Three things stick in my mind about Mr Henderson. First, he rode a motorbike to school - a Honda Fireblade, I think it was - and turned up in black leathers, roaring up to the gate. We thought he was just so cool. Then he'd change into his suit.
It was funny, because he was quite conservative - he was probably only 35 but we thought he was really old. But we loved the motorbike.
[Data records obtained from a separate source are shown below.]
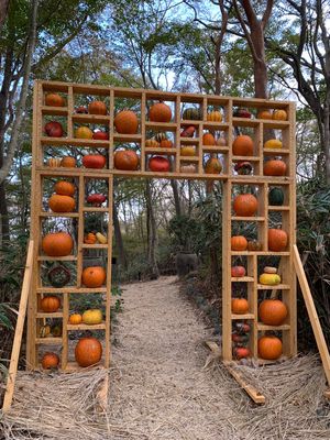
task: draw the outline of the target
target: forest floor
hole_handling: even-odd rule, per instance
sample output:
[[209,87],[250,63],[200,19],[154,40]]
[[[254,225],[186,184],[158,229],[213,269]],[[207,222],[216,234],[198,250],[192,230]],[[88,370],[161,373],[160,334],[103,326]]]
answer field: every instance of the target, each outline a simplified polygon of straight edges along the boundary
[[[109,406],[96,409],[107,372],[20,374],[6,439],[329,439],[330,408],[316,355],[240,366],[266,396],[256,406],[215,360],[204,369],[212,329],[175,277],[123,286],[112,346]],[[2,424],[2,425],[1,425]],[[0,436],[1,437],[1,436]]]

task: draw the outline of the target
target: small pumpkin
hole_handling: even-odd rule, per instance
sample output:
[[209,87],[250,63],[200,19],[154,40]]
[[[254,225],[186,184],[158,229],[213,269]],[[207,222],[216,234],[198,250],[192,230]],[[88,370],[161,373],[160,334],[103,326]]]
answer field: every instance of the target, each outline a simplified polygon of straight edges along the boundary
[[240,134],[232,143],[234,156],[253,156],[253,140],[248,134]]
[[233,210],[237,216],[252,217],[257,211],[257,200],[252,194],[240,194],[234,198]]
[[75,348],[75,359],[80,366],[90,366],[100,362],[102,344],[96,338],[81,338]]
[[268,193],[268,202],[271,206],[282,206],[284,202],[284,193],[282,188],[274,187]]
[[114,127],[118,133],[135,134],[138,132],[139,120],[132,110],[122,110],[116,114]]
[[48,200],[48,205],[53,212],[73,212],[76,201],[73,197],[53,194]]
[[218,110],[210,111],[207,114],[207,121],[221,122],[222,121],[222,114]]
[[85,267],[81,274],[82,284],[90,288],[101,287],[106,277],[106,271],[101,266]]
[[88,127],[79,127],[75,131],[75,138],[77,139],[92,139],[92,131]]
[[264,143],[264,148],[282,148],[282,141],[279,139],[270,139]]
[[273,119],[275,121],[286,121],[287,120],[287,112],[285,110],[274,110]]
[[288,314],[286,305],[279,299],[264,299],[257,311],[261,321],[267,326],[282,326]]
[[216,139],[211,133],[204,133],[202,145],[216,145]]
[[61,166],[65,168],[75,168],[77,166],[77,161],[72,156],[64,156],[61,161]]
[[231,250],[232,251],[246,251],[248,240],[243,235],[234,235],[231,238]]
[[249,302],[245,298],[232,298],[231,311],[235,315],[245,315],[249,311]]
[[100,309],[89,309],[82,314],[82,322],[89,326],[101,323],[103,319],[102,311]]
[[135,170],[139,166],[139,156],[133,150],[122,150],[114,153],[114,168]]
[[69,316],[69,323],[72,326],[78,326],[82,322],[82,316],[80,314],[73,314]]
[[88,105],[89,114],[107,114],[107,106],[103,101],[92,101]]
[[264,164],[265,176],[285,176],[286,163],[279,158],[273,158]]
[[44,370],[55,370],[59,365],[59,358],[56,353],[47,352],[42,358],[42,367]]
[[148,119],[152,122],[169,122],[172,119],[170,107],[165,102],[154,103],[148,111]]
[[268,229],[268,250],[283,252],[286,250],[288,237],[282,229]]
[[42,240],[42,250],[48,256],[69,255],[74,248],[74,240],[67,232],[53,232]]
[[61,307],[61,300],[57,296],[45,296],[40,301],[40,308],[45,314],[54,314]]
[[279,338],[273,336],[261,337],[257,341],[258,356],[268,361],[275,361],[283,353],[283,344]]
[[75,185],[67,180],[56,182],[54,190],[59,196],[73,196],[75,194]]

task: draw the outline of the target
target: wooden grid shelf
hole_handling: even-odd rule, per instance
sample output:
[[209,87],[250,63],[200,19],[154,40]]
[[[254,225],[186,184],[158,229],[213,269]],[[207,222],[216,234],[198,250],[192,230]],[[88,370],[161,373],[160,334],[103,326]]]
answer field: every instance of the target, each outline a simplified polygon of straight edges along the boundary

He was quite religious, too. But the way he mentioned God quite casually made God seem cool. He didn't preach. It was just like God was an everyday part of his life.
Thirdly, he used to go away every holiday to Third World countries and help out with charities and come back with really interesting stories. I've always had a strong sense of justice - I used to tug at my mother's coat to get her to give money to beggars - but I think that was also strengthened by him, and the kind of things he said and did. We wished all our teachers could be like him.
School wasn't a happy place for me. But Mr Henderson was great. We all wanted to do well for him, to impress him like he impressed us.
But I think the most important thing I learned from him was that if kids are shown care and respect, they will be able to accomplish things. It's such a simple message.
Mr Henderson made us all feel happy and safe. And I think he'd be proud of what I've achieved. I believe things happen for a reason. When times get tough, I have prayed. And I pray now, to say thank you for what I've got.
I guess it was Mr Henderson who gave us the message that it was OK to do that.
Jodie Marsh is a body-builder, glamour model and anti-bullying campaigner. She was speaking to Jo Knowsley
Born: 23 December 1978, Essex
Education: Brentwood School, Brentwood, Essex
Career: Media personality, glamour model, bodybuilder and anti-bullying campaigner.